Pemerintah Siapkan Insentif Khusus untuk Pabrik Mobil Listrik Nikel
10drama.com -.CO.ID – JAKARTAUntuk mencapai tujuan menjadi salah satu negara dengan ekosistem baterai yang lengkapkendaraan listrik atau electric vechile (EV) dengan desain grand packagedi dunia, pemerintah sedang mempromosikan insentif bagi produsen kendaraan listrik yang berbasis nikel dalam negeri.
Menurut Wakil Menteri Perusahaan Milik Negara (PMN)Kartika Wirjoatmodjo, hal ini didorong oleh cadangan nikel Indonesia yang dapat menjadi dasar baterai kendaraan listrik jenisNickel Manganese Cobalt (NMC).
Perlahan kita juga mendorong regulasi bagi pabrik-pabrik mobil listrik di Indonesia yang saat ini produsen kendaraannya agar beralih darilithium ke nickel based,” kata pria yang akrab disapa Tiko setelah kegiatan International Battery Summit 2025, Jakarta, Selasa (5/8/2025).
Ketahui bahwa saat ini baterai kendaraan listrik yang umum digunakan di Indonesia adalah yang berbasis lithium atauBaterai Lithium Ferro Fosfat (LFP) semakin populer berkat pesatnya perkembangan industri otomotif Tiongkok yang memanfaatkan jenis baterai ini.
Untuk meningkatkan penggunaan baterai NMC, Tiko mengatakantindakan pemerintah melalui aturan dan insentif dapat meningkatkan minat investasi lebih besar dalam penggunaan baterai berbasis nikel di dalam negeri.
“Kami berharap dukungan dari kementerian-kementerian lain agar tercipta insentif untuk beralih ke”nickel basedbaterai juga tersedia di Indonesia,” katanya.
Di dalam paparannya, Tiko menjelaskan berbagai kebijakan dan bantuan khusus terkait pengolahan nikel lebih lanjut:
1. Fasilitas Keringanan Pajak atau Liburan Pajak
Pemerintah akan memberikan penghapusan pajak penghasilan badan sebesar 100% (0% PPh Badan) selama periode lima hingga dua puluh tahun.

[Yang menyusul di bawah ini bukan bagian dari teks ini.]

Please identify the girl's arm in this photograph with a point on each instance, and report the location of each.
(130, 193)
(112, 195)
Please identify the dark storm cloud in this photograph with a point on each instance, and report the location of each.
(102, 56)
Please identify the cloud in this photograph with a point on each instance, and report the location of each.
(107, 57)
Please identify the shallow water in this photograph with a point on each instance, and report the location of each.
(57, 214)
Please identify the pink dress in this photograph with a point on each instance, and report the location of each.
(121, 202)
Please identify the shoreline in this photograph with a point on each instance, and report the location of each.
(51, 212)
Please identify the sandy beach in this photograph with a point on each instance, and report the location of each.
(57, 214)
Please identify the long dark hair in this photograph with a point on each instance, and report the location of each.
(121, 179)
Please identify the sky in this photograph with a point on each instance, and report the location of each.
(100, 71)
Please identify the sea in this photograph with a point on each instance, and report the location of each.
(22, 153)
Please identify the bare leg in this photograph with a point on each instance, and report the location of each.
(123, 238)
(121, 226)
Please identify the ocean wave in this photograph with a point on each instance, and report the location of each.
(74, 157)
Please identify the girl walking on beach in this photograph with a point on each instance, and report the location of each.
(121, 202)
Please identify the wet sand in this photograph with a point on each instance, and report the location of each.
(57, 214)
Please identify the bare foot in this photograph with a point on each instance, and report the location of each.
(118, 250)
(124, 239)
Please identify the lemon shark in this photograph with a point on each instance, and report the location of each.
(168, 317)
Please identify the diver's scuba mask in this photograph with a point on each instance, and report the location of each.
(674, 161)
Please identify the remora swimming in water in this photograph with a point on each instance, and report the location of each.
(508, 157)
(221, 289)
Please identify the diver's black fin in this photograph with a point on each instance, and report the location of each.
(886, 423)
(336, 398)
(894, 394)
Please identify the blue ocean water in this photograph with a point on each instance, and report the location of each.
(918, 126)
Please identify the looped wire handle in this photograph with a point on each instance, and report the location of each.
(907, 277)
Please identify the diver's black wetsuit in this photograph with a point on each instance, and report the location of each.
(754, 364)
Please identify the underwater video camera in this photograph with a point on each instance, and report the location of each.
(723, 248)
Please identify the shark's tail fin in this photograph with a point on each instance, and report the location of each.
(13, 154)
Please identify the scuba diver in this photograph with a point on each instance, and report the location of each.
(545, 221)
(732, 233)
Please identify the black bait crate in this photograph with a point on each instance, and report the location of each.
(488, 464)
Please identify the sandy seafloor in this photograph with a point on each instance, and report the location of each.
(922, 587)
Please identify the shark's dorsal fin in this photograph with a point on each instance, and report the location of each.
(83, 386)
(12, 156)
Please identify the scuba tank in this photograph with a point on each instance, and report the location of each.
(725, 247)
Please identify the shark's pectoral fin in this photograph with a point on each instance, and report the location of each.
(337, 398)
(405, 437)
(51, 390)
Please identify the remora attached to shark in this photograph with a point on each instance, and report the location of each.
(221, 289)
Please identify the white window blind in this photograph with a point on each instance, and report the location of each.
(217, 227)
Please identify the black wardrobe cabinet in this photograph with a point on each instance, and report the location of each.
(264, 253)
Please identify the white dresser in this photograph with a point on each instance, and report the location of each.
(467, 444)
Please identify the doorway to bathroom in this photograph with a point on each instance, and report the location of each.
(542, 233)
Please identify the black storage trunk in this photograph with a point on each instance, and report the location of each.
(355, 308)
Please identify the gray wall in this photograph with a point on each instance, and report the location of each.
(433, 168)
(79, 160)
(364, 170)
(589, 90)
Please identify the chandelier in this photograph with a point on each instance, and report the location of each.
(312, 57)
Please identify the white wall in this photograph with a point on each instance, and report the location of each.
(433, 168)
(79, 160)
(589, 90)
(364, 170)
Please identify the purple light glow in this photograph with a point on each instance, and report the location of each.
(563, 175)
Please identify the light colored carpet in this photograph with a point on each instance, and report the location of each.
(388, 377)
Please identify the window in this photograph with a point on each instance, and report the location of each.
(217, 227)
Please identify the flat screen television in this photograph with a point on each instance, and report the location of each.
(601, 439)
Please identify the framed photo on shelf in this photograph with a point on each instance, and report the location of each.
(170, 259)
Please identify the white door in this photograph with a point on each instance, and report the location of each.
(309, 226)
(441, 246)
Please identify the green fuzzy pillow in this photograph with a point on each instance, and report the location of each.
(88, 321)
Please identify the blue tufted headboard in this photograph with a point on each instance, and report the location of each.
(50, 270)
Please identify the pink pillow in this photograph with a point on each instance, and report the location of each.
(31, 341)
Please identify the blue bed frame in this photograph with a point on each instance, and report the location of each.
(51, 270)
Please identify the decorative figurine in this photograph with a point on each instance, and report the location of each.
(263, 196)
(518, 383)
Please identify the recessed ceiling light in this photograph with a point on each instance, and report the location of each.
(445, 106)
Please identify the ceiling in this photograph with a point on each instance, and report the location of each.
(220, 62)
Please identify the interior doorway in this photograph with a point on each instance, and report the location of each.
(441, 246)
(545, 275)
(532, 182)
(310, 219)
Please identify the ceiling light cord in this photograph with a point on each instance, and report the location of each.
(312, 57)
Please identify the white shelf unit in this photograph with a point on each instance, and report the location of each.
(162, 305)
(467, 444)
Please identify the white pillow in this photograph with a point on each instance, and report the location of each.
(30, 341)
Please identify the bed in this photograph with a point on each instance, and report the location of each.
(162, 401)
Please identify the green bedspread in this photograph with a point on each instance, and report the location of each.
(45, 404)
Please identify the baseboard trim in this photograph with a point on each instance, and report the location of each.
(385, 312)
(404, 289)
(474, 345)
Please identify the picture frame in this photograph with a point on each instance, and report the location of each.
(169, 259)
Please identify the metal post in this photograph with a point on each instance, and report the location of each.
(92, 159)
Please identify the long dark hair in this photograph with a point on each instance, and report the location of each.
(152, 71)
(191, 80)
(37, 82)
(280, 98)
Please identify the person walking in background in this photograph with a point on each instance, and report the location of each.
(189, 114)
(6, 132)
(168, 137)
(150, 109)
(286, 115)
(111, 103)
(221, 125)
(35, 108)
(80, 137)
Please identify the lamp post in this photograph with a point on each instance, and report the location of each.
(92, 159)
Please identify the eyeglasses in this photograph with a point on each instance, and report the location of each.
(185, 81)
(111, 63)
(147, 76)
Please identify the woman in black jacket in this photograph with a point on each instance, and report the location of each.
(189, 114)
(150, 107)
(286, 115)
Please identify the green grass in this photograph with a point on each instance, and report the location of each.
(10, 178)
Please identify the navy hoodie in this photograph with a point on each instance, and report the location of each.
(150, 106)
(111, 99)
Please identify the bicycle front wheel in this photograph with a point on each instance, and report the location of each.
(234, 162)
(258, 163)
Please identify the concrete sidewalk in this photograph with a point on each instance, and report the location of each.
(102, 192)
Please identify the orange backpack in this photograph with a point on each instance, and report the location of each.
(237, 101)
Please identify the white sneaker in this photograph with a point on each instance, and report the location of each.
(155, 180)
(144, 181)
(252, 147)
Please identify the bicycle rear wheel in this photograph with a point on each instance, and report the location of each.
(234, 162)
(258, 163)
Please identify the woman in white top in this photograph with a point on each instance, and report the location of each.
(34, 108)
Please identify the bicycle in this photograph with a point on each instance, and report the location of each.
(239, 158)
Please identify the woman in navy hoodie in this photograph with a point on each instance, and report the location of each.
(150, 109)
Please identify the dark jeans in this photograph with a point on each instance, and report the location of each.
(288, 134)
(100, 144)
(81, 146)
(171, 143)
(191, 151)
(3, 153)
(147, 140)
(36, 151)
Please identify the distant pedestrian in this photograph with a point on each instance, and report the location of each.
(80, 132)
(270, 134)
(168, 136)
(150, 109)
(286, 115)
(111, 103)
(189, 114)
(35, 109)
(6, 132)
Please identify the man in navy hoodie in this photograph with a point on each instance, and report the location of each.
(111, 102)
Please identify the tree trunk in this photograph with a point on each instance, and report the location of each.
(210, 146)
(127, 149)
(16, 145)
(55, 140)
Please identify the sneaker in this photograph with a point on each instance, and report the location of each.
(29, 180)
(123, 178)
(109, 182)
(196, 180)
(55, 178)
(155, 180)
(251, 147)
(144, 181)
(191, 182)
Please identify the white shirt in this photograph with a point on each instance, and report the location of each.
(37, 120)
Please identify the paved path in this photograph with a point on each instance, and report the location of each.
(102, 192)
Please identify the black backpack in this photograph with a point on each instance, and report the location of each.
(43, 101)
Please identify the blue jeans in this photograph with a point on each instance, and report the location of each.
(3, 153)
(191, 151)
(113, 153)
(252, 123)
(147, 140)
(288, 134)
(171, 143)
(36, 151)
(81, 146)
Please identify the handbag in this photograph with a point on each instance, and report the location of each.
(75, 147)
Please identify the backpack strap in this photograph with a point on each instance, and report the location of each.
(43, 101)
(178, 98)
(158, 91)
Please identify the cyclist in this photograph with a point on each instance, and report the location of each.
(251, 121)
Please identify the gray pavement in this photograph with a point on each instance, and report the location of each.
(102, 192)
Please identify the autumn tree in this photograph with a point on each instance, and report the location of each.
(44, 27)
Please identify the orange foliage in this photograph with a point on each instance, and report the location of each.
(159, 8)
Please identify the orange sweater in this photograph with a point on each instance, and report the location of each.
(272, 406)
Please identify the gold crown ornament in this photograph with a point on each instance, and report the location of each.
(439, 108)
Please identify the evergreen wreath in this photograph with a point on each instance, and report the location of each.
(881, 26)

Dengan investasi minimal sebesar Rp 500 miliar atau sekitar US$ 35 juta, perusahaan dapat memperoleh keringanan pajak selama 5 tahun dengan masa transisi 2 tahun dan potongan pajak sebesar 50%.
Perusahaan dapat menikmati masa keringanan pajak selama 5 tahun dengan masa peralihan 2 tahun serta potongan pajak sebesar 50%.
2. Tunjangan Pajak atau Allowansi Pajak
Pengurangan pajak penghasilan perusahaan sebesar 30%, dihitung berdasarkan besarnya investasi, dibagi selama 6 tahun (manfaat 5% setiap tahun).
3. Fasilitas Pajak Masuk untuk Mesin dan Bahan Baku
Penghapusan bea masuk bahan baku produksi di Indonesia selama periode dua tahun.
Fasilitas bisa diperpanjang dari 2 tahun menjadi 4 tahun apabila memanfaatkan 30% mesin dalam negeri.
Sebelumnya, dalam catatan 10drama.com -, untuk meningkatkan program hilirisasi ini,Menteri Energi dan Sumber Daya Mineral (ESDM) Bahlil Lahadalia menyatakan bahwa dirinya sendiri yang akanmenyediakan sarana bagi pihak yang terlibat dalam proses pengolahan mineral-mineral di Indonesia, termasuk nikel.
“Saya berjanji, jika ada pihak yang ingin mengembangkan ekosistem baterai kendaraan di Indonesia, saya sendiri yang akan menanganinya tanpa memandang negara apa pun,” ujar Bahlil.